Questo contatto dura non meno di 1-2 anni. Durante questo periodo l’unica operazione svolta è lo sbancamento, circa ogni 6 mesi le cataste vengono smontate e rimontate, scuotendo le bottiglie (coup de poignet) per rimettere in sospensione il deposito affinchè non aderisca troppo al vetro e avvenga un contatto maggiore tra vino e lieviti, favorendo quella reazione biochimica che determina la finez­za e il bouquet del prodotto.

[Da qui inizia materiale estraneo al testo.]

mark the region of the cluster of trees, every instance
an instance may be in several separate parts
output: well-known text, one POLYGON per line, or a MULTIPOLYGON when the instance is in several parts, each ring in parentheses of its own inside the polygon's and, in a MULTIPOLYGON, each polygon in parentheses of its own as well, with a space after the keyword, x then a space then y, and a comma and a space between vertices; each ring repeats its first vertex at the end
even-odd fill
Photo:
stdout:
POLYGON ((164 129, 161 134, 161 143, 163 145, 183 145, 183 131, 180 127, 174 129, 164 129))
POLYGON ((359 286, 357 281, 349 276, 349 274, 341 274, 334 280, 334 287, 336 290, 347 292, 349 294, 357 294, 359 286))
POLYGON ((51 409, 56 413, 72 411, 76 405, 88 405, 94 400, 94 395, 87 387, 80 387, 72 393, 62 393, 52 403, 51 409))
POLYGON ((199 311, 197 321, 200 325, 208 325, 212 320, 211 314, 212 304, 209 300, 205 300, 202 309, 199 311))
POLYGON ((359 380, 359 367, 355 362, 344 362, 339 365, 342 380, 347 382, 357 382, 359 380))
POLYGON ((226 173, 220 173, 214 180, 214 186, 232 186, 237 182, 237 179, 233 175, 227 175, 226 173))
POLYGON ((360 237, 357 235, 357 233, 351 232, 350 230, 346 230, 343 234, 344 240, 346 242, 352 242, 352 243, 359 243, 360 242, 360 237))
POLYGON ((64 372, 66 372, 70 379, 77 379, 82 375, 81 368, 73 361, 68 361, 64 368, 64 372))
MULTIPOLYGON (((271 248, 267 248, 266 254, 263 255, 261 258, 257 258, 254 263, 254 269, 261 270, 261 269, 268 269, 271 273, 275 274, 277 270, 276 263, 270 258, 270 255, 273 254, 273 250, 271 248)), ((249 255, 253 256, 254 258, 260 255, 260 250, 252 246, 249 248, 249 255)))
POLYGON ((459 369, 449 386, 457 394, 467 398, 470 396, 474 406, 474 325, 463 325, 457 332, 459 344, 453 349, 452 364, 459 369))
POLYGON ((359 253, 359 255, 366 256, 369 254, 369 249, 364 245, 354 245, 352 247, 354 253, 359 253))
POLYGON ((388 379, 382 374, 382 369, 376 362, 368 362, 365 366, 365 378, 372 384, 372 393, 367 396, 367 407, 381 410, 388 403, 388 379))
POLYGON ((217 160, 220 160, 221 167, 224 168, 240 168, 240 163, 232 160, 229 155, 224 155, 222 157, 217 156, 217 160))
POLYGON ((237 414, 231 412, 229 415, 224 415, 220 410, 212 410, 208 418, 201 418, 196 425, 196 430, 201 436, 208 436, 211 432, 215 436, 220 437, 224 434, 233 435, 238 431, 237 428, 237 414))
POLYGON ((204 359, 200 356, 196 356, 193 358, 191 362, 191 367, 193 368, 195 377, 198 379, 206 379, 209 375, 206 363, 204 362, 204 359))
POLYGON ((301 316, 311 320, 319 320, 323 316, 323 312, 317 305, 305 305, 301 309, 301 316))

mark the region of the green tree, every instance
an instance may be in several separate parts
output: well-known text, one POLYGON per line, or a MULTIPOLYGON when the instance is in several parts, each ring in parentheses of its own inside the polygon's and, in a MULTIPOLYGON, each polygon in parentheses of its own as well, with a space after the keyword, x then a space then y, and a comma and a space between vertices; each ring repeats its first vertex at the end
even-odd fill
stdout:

6) Scuotimento (remuage). concluso il lungo periodo di maturazione, al­l’interno delle bottiglie si è formato un deposito compatto, composto principalmente da cellule di lieviti, disposto lungo la parete della botti­glia e che deve essere eliminato.
Le bottiglie vengono dunque trasferite dalle cataste nelle pupìtre, dei supporti dì legno a cavalletto con apposi­ti fori, con il collo verso il basso.
In questa posizione degli uomini, detti remueur (scuotitori), imprimono giorno dopo giorno degli scuotimenti (coups de poignet), e girano la bottiglia da 1/8 a 1/4 di giro, variando pro­gressivamente l’inclinazione fino a disporre la bottiglia in modo com­pletamente verticale.
Terminato il remuage, le bottiglie vengono tolte dalle pupìtre e conservate in punta (surpointe) con il tappo verso il bas­so.

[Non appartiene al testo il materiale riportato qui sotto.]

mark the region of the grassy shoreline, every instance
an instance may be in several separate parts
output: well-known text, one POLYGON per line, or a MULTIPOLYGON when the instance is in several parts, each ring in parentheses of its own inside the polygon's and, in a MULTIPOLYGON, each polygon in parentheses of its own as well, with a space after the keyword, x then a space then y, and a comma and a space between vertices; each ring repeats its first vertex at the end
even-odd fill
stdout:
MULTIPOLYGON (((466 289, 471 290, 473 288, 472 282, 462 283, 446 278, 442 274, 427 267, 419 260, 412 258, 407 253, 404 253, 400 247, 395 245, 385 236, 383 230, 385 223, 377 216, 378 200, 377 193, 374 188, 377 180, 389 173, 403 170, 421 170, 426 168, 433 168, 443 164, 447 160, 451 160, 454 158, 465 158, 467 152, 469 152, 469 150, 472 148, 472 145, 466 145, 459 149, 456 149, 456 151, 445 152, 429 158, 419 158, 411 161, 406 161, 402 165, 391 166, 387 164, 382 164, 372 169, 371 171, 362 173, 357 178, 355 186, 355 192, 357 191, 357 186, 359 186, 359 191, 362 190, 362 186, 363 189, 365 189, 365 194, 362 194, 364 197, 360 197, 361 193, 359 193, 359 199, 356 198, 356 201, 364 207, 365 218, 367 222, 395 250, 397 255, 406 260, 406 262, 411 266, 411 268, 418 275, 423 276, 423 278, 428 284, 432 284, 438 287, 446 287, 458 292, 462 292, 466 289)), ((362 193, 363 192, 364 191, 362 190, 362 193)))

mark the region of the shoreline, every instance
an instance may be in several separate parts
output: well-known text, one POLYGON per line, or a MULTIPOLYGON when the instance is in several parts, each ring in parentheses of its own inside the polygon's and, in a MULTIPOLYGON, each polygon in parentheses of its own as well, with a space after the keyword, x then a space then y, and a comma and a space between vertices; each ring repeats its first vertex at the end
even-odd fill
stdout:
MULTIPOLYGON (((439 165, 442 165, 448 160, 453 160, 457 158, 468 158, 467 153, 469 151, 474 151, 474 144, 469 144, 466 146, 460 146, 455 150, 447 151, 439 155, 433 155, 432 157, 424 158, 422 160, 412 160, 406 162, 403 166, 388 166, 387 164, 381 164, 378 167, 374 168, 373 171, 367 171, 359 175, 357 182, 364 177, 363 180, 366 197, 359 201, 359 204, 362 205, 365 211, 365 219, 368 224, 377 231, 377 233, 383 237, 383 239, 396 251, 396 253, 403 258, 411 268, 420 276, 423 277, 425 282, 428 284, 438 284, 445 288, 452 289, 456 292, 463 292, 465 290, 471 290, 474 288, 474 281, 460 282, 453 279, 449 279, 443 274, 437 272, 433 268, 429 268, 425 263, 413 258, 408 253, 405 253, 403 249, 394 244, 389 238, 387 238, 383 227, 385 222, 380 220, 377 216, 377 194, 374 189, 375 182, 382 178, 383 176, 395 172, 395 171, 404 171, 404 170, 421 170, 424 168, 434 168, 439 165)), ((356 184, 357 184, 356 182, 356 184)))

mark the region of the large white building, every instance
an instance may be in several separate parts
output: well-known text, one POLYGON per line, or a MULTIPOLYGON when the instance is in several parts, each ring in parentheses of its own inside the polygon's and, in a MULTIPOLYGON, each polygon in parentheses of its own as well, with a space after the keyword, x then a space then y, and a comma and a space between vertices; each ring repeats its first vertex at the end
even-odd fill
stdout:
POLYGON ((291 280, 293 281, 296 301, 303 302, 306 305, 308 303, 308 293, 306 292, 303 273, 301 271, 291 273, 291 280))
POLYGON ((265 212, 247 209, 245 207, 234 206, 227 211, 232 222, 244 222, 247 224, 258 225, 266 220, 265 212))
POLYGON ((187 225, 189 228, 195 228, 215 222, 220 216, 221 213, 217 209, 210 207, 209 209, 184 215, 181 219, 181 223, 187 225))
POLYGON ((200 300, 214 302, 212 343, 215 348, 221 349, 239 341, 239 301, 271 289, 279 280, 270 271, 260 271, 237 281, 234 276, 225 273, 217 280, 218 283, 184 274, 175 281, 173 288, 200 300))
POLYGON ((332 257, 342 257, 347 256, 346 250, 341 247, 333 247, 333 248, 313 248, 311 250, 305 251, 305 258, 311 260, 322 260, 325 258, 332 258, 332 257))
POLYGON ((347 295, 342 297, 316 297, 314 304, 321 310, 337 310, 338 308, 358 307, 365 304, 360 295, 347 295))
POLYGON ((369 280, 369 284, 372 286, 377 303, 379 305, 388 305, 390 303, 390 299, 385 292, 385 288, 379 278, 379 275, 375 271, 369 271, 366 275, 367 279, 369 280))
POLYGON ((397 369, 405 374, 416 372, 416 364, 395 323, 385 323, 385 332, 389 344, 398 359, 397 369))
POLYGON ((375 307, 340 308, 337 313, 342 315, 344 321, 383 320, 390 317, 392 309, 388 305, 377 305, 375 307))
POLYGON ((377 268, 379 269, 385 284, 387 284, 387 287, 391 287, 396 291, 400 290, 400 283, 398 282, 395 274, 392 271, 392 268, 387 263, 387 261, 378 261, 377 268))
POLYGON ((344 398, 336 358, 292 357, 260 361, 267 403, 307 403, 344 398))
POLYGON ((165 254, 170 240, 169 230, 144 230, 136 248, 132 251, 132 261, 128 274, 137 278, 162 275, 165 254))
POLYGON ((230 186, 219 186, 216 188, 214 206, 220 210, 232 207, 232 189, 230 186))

7) Sboccatura (dégorgement): in questo momento i sedimenti sono tutti vicini al tappo, dentro la capsula detta bidule; per eliminarli senza perdere troppa pressione e vino, si ghiaccia il collo delle bottiglie facendolo passare in un liquido refrigerante a -25 °C: all’interno si forma un piccolo ghiacciolo che intrappola le fecce.
A questo punto la bottiglia viene stappata da apposite macchine, e la pressione interna espelle il ghiacciolo.

8) Dosaggio (dosage): durante la sboccatura, insieme al ghiacciolo esce anche del vino, e le bottiglie vengono immediatamente rabboccate con il liqueur d’expédition, una miscela di cui ogni casa ha la propria ricetta, composta da spumante vecchio, brandy (Cognac per lo Champagne) e zucchero di canna, in quantità variabile in base al tipo di spumante che si vuole ottenere (brut, sec, demi-sec ecc).
Esistono anche spumanti molto secchi denominati pas dose o dosage zèro o nature, nei quali non viene aggiunta alcuna miscela, e la colmatura della bottiglia avviene con spumante dello stesso tipo, prelevato da un’altra bottiglia della stessa partita.

9) tappatura con il classico tappo di sughero e la gabbietta me­tallica, l’etichettatura e un breve periodo di riposo di 1-3 mesi, durante il quale il vino, che ha subito lavorazioni e scuotimenti, si riprende e si amalgama al liqueur d’expédition, e il tappo si assesta. In caso di spu­mante millesimato, dopo l’imbottigliamento è in genere previsto un periodo di maturazione in bottiglia di vari mesi (in genere non meno di 12-24 mesi), prima di essere messo in commercio.